Stretching 38 feet in circumference, the oversized charm bracelet dangled from the second floor of City Hall to the main lobby. The charm, or “peace” bracelet, was one of several pieces of art on display recently as part of the Milwaukee Public Theatre’s Cultivating Community Art projects.
The projects included giant puppets, parade floats and other pieces constructed by artists working with hundreds of local youth. The artwork was also displayed at the Summer of Peace and Latino Carnaval parades this summer and some will be featured in the Dia De Los Muertos parade in November. The bracelet, created by artist Kristelle Ulrich, was one of several displays featuring peace and anti-violence messages.

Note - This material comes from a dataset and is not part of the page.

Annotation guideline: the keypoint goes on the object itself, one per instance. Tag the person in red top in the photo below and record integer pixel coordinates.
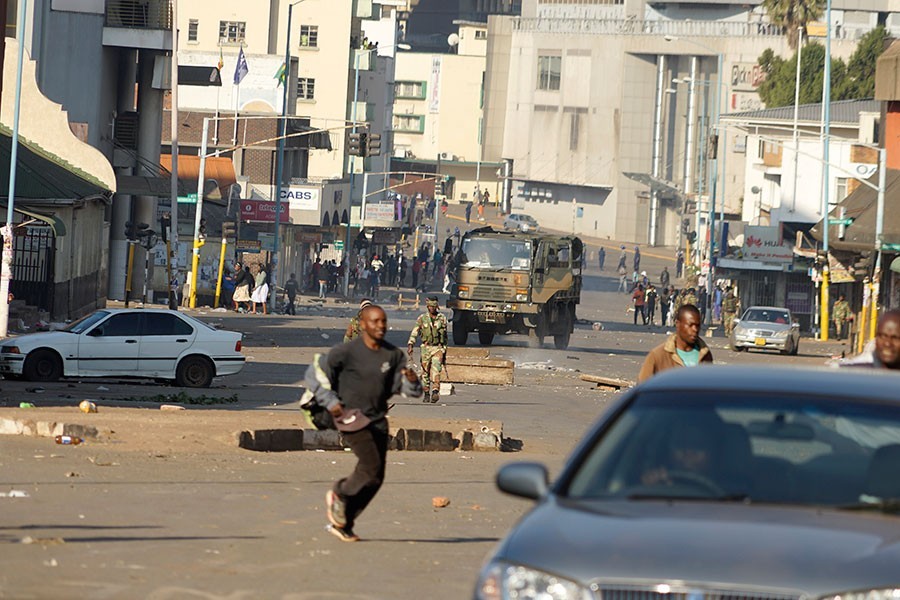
(637, 298)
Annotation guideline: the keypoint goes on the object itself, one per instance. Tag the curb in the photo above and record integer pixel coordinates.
(413, 440)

Ulrich, a Milwaukee native, produced the piece with help from children and teenagers at the Holton Youth and Family Center. The bracelet was fashioned by combining colorful squares decorated with either hearts or hands and foam balls to create an image symbolizing togetherness and a sense of peace among all who helped create or view the ornament of peace, Ulrich said.
“Warm hands and warm hearts create peace,” Ulrich added.

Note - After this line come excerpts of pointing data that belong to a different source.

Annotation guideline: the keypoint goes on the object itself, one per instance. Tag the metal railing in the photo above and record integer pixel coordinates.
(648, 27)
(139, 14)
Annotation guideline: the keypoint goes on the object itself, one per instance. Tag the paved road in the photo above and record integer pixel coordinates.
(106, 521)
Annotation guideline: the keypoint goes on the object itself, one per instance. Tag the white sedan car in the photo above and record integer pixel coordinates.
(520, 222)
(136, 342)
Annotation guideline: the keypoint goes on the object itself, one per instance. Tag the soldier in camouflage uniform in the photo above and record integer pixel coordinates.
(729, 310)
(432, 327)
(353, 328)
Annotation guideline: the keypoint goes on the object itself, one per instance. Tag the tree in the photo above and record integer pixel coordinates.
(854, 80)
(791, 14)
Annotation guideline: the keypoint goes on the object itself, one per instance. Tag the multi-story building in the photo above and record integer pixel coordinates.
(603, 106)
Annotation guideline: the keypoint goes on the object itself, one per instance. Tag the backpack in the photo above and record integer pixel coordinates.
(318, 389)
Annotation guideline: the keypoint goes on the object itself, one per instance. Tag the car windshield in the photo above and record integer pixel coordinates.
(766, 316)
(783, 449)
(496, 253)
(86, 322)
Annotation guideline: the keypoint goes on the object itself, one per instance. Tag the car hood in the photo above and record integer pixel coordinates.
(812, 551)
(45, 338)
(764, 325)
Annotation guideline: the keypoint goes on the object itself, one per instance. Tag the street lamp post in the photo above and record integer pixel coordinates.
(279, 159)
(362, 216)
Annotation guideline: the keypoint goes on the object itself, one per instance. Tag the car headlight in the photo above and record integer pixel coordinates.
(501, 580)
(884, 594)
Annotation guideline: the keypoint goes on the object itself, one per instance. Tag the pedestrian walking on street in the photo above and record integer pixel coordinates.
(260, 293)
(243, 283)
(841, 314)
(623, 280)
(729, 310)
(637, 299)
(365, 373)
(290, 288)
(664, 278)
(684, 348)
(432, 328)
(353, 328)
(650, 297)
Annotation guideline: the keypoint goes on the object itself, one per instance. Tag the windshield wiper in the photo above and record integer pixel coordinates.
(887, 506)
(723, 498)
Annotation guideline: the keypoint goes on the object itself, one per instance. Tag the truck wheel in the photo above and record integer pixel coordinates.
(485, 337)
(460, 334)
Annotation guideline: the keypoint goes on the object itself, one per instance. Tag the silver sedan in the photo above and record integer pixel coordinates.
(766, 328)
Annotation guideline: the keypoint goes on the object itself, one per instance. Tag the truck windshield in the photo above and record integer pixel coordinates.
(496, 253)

She asked young people to contemplate what peace felt like, sounded like and even tasted like and then asked them to use bright colors to express those feelings.
“I’ve been asking kids to think about what peace meant to them all summer,” said Ulrich, who’s been teaching art for more than 30 years.
Along with the bracelet, other pieces on display included puppets such as a giant praying mantis wearing a shield labeled “Govt. Bug,” a float depicting the Menomonee Valley’s new “Three Bridges Park,” and “Celebration of Life,” a display featuring commemorative tombstones and a memorial arch in honor of those killed by gun violence in Milwaukee.
James Anderson, who sells vegetables for Walnut Way in the lobby of City Hall, described the displays as beautiful.
“And it’s not just the fact that they’re art, it’s the cultural significance behind the pieces,” said Anderson, gazing at masks and headdresses created by youth from Boys and Girls Clubs.
Anderson said young people better express themselves through art, adding, “Kids nowadays are growing up fast and learning quickly, and through their art they’re sharing that information with us.”